Volunteers picked up hundreds of pounds of moose meat from the community cold storage in Petersburg last Thursday afternoon, for distribution around town.
Service organizations and the schools will make use of the forfeited meat from this fall’s hunt.
Petersburg Community Cold Storage manager Marv King wheels two pallets into the front area of the building.
The pallets are stacked with boxes and contain hundreds of pounds of forfeited moose.
State wildlife trooper Cody Litster said the meat is ground up and packaged in 2 and 5 pound packs.
“Hammer and Wikan and Tonka Seafoods processed the meat for us,” Litster said. “So we’ve got two different pallets. We’ll see how much each of those are and today we’re taking, we’re gonna leave the school’s share here and then the other share we’ll move to the Salvation Army freezer for their distribution. We’ll see how much we’ve and how far it’ll go.”
The two stacks represent the meat from five moose shot during the month-long hunting season in September and October.
The animals did not meet strict antler requirements set by the state.
In total 12 moose in this year’s record-setting season were taken by the state and divided up between Petersburg, Wrangell and Kake. Hunters forfeit their kill and, if the court agreesm can pay the cost of processing instead of a fine.
Last year was the first year for an official distribution program that involves the court system, schools and local service agencies.
Before that it used to fall to Litster to drive around town with the meat and ask people if they wanted some. Now others are involved.
“The Salvation Army is going to disburse it to, there’s 10 service organizations in town,” said Salvation Army Maj. Loni Upshaw. “I don’t know if I’m going to keep any at all for food boxes but we have an extra agency so. It’ll depend on how much we get but I wanna make sure the service agencies which are child centers, the manor, the hospital and other people that feed homeless people. They’re gonna get it. It’s more for them.”
It’s Upshaw’s first year in town and her first time with the distribution but thinks it’s a good program.
“I haven’t worked with it yet.
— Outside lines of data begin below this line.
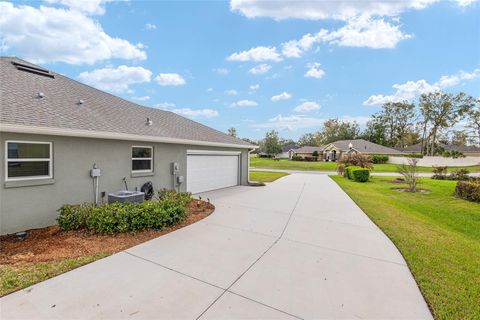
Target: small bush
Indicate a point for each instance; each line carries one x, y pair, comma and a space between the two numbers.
169, 209
356, 159
349, 171
414, 155
360, 174
379, 158
297, 158
468, 190
453, 154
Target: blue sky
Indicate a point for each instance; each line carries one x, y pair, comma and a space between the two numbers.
254, 65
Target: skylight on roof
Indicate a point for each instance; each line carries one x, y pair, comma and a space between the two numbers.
31, 69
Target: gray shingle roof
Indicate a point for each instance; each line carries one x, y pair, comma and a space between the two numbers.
100, 112
417, 148
365, 146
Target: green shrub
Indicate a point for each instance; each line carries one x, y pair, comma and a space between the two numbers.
414, 155
379, 158
360, 174
468, 190
349, 171
74, 217
110, 218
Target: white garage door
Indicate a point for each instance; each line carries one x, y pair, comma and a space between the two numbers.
210, 170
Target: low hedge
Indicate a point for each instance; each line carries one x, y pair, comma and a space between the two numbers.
360, 174
357, 174
379, 158
468, 190
110, 218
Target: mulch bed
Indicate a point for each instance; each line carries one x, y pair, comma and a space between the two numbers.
51, 244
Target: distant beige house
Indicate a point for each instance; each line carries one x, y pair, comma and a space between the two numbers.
334, 150
469, 151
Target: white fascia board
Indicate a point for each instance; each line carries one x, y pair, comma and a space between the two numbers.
213, 152
112, 135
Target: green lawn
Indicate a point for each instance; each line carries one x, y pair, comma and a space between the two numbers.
286, 164
14, 278
437, 233
265, 176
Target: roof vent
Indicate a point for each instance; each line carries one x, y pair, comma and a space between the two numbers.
31, 69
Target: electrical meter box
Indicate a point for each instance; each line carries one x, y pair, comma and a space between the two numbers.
95, 173
175, 166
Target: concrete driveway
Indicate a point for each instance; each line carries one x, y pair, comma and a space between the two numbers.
298, 248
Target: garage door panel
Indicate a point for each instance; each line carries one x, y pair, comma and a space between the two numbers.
210, 172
I don’t know about carrying a bunch of moose meat around but most of the people I’ve called they’re willing to come pick it up to pick it up for their agency,” she said. “That’s the good thing. And I know that they are blessed and honored to get this. I know it’s hard for the people who lost their moose but hopefully they can get a little bit of it some place down the line.”
The total is just more than 1400 pounds.
Volunteers help split that into two stacks. Nearly 800 pounds will go to the 10 service organizations through the Salvation Army. That’s almost 80 pounds apiece and nearly double the distribution from last year according to Upshaw.
The rest will go to the school’s food service program and will wind up in moose tacos and other lunch offerings throughout the year.